Truth, long gagged and disguised, is coming to light in Germany. This has been the month of the Lichnowsky disclosures—the Memoir of their Ambassador, vindicating British diplomacy and saddling Germany with the responsibility for the War. The time of publication is indeed unfortunate for the Kaiser, who has been telling us how bitterly he hates war.
[Illustration:
THE COMING ARMY
FATHER: “Here’s to the fighter of lucky eighteen!” SON: “And here’s to the soldier of fifty!”]
For now from German lips the world may
know
Facts that should want some
skill for their confounding—
How Potsdam forced alike on friend and
foe
A war of Potsdam’s sole
compounding.
How you, who itched to see the bright
sword lunged,
Still bleating peace like
innocent lambs in clover,
In all that bloody business you were plunged
Up to your neck and something
over.
And, having fed on little else but lies,
Your people, with the hollow
place grown larger
Now that the truth has cut off these supplies,
May want your head upon a
charger.
[Illustration:
THE DEATH LORD
THE KAISER (on reading the appalling tale of German losses): “What matter, so we Hohenzollerns survive?”]
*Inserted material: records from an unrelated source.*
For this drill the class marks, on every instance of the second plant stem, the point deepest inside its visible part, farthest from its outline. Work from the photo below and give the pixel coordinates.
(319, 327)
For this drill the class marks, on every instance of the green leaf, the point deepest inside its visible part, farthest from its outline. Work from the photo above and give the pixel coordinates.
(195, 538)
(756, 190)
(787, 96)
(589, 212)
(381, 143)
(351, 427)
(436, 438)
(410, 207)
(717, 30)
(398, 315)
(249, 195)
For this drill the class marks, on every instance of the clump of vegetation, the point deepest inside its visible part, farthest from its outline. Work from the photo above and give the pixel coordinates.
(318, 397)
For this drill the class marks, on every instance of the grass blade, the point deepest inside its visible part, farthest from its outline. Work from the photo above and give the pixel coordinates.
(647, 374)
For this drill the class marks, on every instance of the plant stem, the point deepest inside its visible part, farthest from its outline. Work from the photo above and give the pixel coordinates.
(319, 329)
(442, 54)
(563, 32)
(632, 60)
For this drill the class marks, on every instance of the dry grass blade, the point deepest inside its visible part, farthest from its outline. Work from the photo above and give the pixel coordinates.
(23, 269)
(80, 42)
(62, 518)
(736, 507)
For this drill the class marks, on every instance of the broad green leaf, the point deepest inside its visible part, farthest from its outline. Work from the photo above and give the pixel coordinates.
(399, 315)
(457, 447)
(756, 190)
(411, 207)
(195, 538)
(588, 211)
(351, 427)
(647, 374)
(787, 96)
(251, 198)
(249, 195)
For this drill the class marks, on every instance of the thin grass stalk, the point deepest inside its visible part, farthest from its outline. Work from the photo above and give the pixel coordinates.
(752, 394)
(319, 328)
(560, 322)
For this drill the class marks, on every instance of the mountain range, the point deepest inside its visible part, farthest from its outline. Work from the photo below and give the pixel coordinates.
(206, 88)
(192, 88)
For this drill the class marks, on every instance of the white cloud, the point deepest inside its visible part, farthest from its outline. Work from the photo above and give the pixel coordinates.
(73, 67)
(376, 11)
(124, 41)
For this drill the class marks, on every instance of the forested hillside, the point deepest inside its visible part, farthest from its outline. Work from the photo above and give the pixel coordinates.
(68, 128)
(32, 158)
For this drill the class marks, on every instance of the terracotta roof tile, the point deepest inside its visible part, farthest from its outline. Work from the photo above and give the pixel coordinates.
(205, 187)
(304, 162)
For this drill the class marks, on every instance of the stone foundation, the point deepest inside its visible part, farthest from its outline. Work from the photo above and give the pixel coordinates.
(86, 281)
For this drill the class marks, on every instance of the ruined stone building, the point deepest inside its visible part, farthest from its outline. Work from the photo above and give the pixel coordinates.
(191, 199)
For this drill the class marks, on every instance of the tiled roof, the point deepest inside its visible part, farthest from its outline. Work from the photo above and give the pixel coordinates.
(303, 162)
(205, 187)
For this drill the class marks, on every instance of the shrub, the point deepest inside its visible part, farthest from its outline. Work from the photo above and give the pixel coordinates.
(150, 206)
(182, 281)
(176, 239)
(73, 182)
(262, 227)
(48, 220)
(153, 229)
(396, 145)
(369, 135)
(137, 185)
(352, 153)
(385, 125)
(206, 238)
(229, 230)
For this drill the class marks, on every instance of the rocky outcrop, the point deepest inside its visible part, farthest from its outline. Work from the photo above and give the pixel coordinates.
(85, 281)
And what has England’s answer been, apart from the stubborn and heroic resistance of her men on the Western Front? The answer is to be found in the immediate resolve to raise the age limit for service to 50, still more in the glorious exploit of Zeebrugge and Ostend, in the incredible valour of the men who volunteered for and carried through what is perhaps the most astonishing and audacious enterprise in the annals of the Navy.
The pageantry of war has gone, but here at least is a magnificence of achievement and self-sacrifice on the epic scale which beggars description and transcends praise. The hornet’s nest that has pestered us so long, if not rooted out, has been badly damaged; our sailors, dead and living, have once more proved themselves masters of the impossible.